At Seattle Central, Snow first earned her General Education Development (GED) certificate in one quarter, passing all four test sections in a single try. She chose to stay enrolled at Seattle Central as an English as a Second Language student (ESL) to develop her English proficiency.

Snow Zhou

  • Tofu fan
  • Chinese immigrant
  • First-generation college student
  • Soon-to-be-Seattle Central graduate
  • Phi Theta Kappa Vice President
  • Future fashion designer

During her ESL courses, Snow had the opportunity to shadow college level English classes. It was a sobering experience, making it clear that she needed to develop English literacy and speaking skills.

Snow refused to allow a language barrier hinder her performance in school. She began carrying and using a well-worn dictionary to translate her lessons and course materials. She also relied on the support of her fellow international students to push her forward.

After completing both her GED and ESL courses, Snow did not hesitate to take the next step, now focusing on a Business in Marketing associate degree.

“It just came naturally,” Snow said.

During her three years at Seattle Central, Snow also took on leadership roles. As the Vice President of the college’s Phi Theta Kappa Honor Society, she helped develop a campus-community garden, spoke in front of legislators in Olympia about the high cost of textbooks, and even emceed a student talent show.

“I was asked to emcee, on a stage in front of 100 students,” Snow said. “Can you image?
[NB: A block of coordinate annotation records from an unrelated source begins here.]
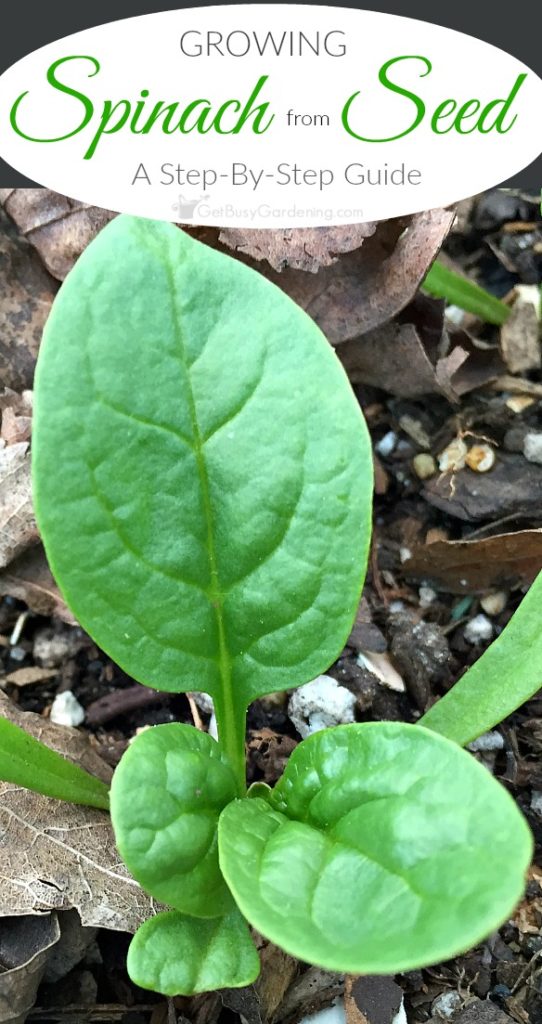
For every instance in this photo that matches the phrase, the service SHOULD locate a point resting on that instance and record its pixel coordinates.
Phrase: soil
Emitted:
(418, 623)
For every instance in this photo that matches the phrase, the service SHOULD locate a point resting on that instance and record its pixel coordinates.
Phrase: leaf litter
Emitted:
(430, 535)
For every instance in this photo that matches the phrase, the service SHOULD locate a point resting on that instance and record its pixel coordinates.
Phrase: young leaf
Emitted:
(383, 848)
(506, 675)
(446, 284)
(27, 762)
(178, 955)
(166, 796)
(202, 471)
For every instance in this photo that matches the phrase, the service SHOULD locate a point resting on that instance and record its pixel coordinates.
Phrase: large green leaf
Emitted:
(27, 762)
(166, 796)
(179, 955)
(383, 847)
(508, 673)
(202, 471)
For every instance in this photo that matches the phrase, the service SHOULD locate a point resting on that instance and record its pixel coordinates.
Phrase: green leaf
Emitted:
(27, 762)
(459, 291)
(178, 955)
(507, 674)
(384, 848)
(166, 796)
(202, 470)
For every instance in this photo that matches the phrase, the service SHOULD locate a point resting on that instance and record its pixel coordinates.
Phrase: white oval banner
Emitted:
(269, 116)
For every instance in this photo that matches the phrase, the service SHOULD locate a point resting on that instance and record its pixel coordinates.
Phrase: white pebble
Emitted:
(203, 701)
(481, 458)
(494, 603)
(381, 667)
(446, 1005)
(424, 466)
(488, 741)
(536, 802)
(386, 443)
(330, 1015)
(66, 710)
(533, 446)
(320, 705)
(477, 630)
(401, 1016)
(426, 595)
(453, 457)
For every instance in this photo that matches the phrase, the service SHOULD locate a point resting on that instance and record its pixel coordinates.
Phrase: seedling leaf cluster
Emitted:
(203, 482)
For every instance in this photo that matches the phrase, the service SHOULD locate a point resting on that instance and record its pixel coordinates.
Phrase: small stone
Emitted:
(518, 402)
(17, 653)
(453, 457)
(66, 710)
(446, 1005)
(494, 603)
(381, 667)
(536, 802)
(478, 630)
(320, 705)
(424, 466)
(481, 458)
(426, 595)
(489, 741)
(533, 446)
(386, 443)
(204, 702)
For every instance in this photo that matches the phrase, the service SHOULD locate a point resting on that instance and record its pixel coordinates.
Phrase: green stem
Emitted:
(459, 291)
(231, 722)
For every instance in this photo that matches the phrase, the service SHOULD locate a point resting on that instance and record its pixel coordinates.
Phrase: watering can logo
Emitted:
(185, 208)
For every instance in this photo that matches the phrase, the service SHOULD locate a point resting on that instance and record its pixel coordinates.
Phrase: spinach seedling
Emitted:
(203, 481)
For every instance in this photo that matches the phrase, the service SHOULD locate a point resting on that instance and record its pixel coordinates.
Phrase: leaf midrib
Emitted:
(214, 592)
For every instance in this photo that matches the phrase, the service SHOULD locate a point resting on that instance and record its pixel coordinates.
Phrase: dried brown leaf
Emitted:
(29, 579)
(503, 560)
(27, 292)
(56, 856)
(363, 288)
(17, 525)
(26, 944)
(59, 228)
(368, 287)
(299, 248)
(420, 354)
(512, 487)
(520, 339)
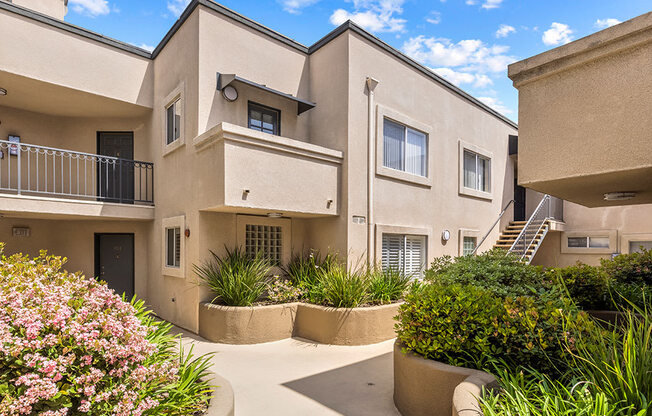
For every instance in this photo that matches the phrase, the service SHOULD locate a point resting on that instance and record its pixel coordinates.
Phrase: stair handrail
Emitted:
(492, 227)
(545, 199)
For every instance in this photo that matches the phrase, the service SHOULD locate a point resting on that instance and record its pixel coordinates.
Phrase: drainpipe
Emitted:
(371, 150)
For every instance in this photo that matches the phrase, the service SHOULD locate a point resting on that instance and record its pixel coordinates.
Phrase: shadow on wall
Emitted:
(364, 388)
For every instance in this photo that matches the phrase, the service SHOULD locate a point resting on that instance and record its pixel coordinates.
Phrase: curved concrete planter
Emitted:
(222, 403)
(257, 324)
(425, 387)
(246, 325)
(340, 326)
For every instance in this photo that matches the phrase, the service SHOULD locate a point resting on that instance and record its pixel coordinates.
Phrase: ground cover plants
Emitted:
(71, 346)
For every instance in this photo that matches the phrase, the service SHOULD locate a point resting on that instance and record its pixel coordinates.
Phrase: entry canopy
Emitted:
(225, 79)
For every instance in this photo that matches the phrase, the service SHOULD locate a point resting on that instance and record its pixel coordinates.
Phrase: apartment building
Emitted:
(135, 165)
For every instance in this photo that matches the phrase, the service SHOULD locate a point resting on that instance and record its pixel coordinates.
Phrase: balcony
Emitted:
(250, 172)
(38, 181)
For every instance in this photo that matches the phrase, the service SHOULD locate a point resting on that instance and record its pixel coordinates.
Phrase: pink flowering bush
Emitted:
(71, 346)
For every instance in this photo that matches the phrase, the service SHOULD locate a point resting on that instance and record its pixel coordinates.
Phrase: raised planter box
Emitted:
(257, 324)
(246, 325)
(425, 387)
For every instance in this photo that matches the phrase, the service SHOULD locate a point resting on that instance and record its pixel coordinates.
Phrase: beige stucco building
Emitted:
(135, 165)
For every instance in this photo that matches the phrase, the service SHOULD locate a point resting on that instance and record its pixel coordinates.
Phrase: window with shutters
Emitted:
(405, 253)
(266, 240)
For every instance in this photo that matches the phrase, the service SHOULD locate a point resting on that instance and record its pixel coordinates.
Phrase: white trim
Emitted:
(178, 94)
(167, 223)
(381, 170)
(463, 190)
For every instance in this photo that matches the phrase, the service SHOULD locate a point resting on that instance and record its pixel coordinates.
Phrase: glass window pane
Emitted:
(393, 145)
(415, 153)
(470, 178)
(577, 242)
(599, 242)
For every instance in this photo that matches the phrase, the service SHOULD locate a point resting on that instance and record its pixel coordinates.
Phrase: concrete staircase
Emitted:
(511, 233)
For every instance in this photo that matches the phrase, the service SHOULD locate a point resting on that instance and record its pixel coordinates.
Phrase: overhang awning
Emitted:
(225, 79)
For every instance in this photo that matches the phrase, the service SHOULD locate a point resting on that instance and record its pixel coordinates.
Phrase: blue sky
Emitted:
(469, 42)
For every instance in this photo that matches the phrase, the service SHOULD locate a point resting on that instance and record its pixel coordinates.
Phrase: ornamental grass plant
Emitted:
(71, 346)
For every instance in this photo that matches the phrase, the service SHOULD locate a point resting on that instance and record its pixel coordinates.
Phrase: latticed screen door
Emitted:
(266, 240)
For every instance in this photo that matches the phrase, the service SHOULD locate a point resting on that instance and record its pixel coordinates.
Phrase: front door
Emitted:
(115, 178)
(114, 262)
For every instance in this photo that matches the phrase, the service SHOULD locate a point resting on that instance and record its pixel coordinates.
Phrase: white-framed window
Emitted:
(468, 245)
(405, 253)
(266, 240)
(173, 246)
(477, 171)
(173, 121)
(404, 148)
(588, 242)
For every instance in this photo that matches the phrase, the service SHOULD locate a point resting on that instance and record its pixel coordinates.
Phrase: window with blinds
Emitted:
(173, 247)
(404, 148)
(405, 253)
(266, 240)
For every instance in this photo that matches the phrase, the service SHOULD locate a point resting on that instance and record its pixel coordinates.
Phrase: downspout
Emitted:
(371, 167)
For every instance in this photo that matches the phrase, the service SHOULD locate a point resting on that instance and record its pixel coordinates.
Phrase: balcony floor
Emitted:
(23, 206)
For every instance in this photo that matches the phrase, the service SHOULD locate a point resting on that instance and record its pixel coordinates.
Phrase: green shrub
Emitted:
(341, 288)
(386, 286)
(588, 286)
(469, 326)
(236, 279)
(501, 274)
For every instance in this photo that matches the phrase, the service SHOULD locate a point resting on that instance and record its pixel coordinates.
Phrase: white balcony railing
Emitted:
(27, 169)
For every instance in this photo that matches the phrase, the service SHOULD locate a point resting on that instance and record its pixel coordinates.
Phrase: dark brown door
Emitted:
(115, 177)
(114, 262)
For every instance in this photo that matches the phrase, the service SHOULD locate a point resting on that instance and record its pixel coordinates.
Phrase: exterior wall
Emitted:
(75, 240)
(584, 116)
(439, 206)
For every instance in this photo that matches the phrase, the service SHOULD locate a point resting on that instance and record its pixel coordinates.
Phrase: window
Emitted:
(404, 148)
(636, 246)
(477, 171)
(469, 245)
(264, 119)
(405, 253)
(588, 242)
(173, 247)
(173, 121)
(266, 240)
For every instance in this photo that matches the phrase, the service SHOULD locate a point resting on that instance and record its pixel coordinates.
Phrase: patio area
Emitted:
(297, 377)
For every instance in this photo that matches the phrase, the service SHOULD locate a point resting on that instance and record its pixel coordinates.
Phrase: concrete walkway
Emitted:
(299, 377)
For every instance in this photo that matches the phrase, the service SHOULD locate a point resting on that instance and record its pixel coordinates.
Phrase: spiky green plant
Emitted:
(235, 278)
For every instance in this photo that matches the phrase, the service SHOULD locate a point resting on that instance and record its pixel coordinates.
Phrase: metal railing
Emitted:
(27, 169)
(536, 224)
(493, 226)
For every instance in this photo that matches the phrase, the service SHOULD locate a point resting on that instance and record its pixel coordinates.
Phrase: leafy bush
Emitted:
(341, 288)
(501, 274)
(70, 345)
(236, 279)
(386, 286)
(468, 326)
(587, 285)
I was still pretty new to the college and had just gotten started with college level classes.”

"I am still Chinese, but there is a huge part of me that has changed a lot."

“I liked feeling confident. That experience in a way, helped me find my voice,” Snow said. “I believed I always was a leader, but I suppressed that quality because of all the external information I was receiving.”

Snow will attend the University of Washington’s Foster School of Business next year to pursue a bachelor’s degree in Marketing and Communications.

To place Snow’s recent academic achievements and leadership skills into perspective, she recalls her first home, a nine-month stay in Hawaii after emigrating to the United States.

“I was riding my bike by the ocean one day, thinking ‘I don’t really have a future here. I don’t know where this life will take me’,” Snow said. “But it is the uncertainties that keep life surprising and encourage me to do my best.”

“There is a saying that you can never go back,” Snow said. “I am still Chinese, but there is a huge part of me that has changed a lot.”